Did you know that a general home insurance policy does not protect you from storms and other natural disasters? What should you do? If you live in an area where floods are frequent or the region often witnesses heavy rainfall, you should buy flood coverage and other extra policies that are usually not included in your home insurance policy.

Flood Coverage

The annual rates of flood coverage policies start from $200 and can go up to $2,000 a year depending on the risks of floods in your area. Many people who live in coastal areas assume they do not need any extra insurance, but that is not true. Severe floods can cause extensive damage, and it is always a good idea to get protection.

 Sewage Backup

When the rains are too heavy, your sewer system may clog and your home might suffer from damage. Repair costs for this are often high, particularly if a musty odor starts lingering in your home. Just as with flood insurance, this will not be included in your homeowner’s insurance policy. You can get coverage for this for around $50 to $75. The maximum coverage limit will usually be set at $20,000.

Damage from Trees

Got too many trees around your home? Old trees are often prone to falling down when there are winds and heavy rains. What if this tree hits your garage, car or the house itself? Yes, the repair costs are high, but luckily you do not need any extra protection and your home insurance policy will cover you.

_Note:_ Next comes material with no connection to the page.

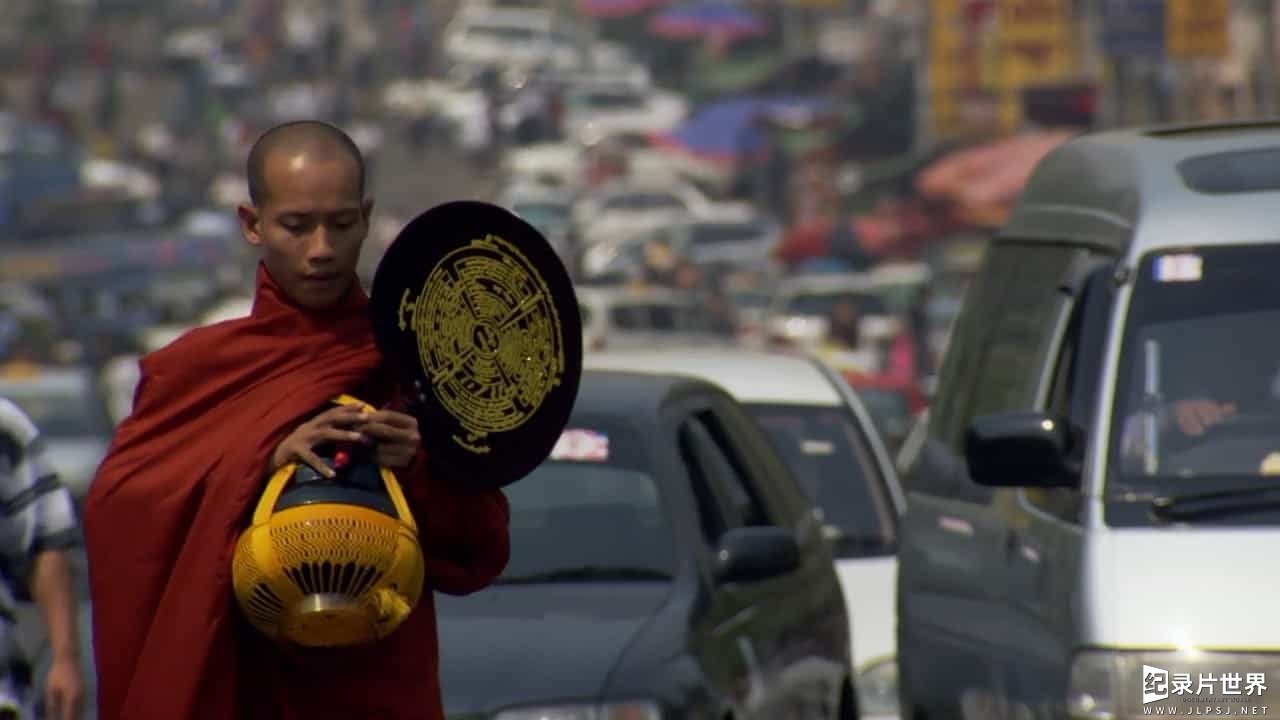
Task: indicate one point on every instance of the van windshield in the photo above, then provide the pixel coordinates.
(1197, 402)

What if your neighbor’s tree falls on your house? In that case, the neighbor’s insurance policy should cover the damage. You will have to contact your own insurance provider and they will take care of the rest.

 

In some cases, if the tree falls because of your negligence, you may not be provided with coverage.

And what if you are not covered?

If your insurance provider does not protect you and you have to pay some or all of the costs yourself, you will still get a tax advantage. Itemize these expenses and you can deduct them when you file your taxes. Obviously, the entire amount is not deductible, but something is better than nothing.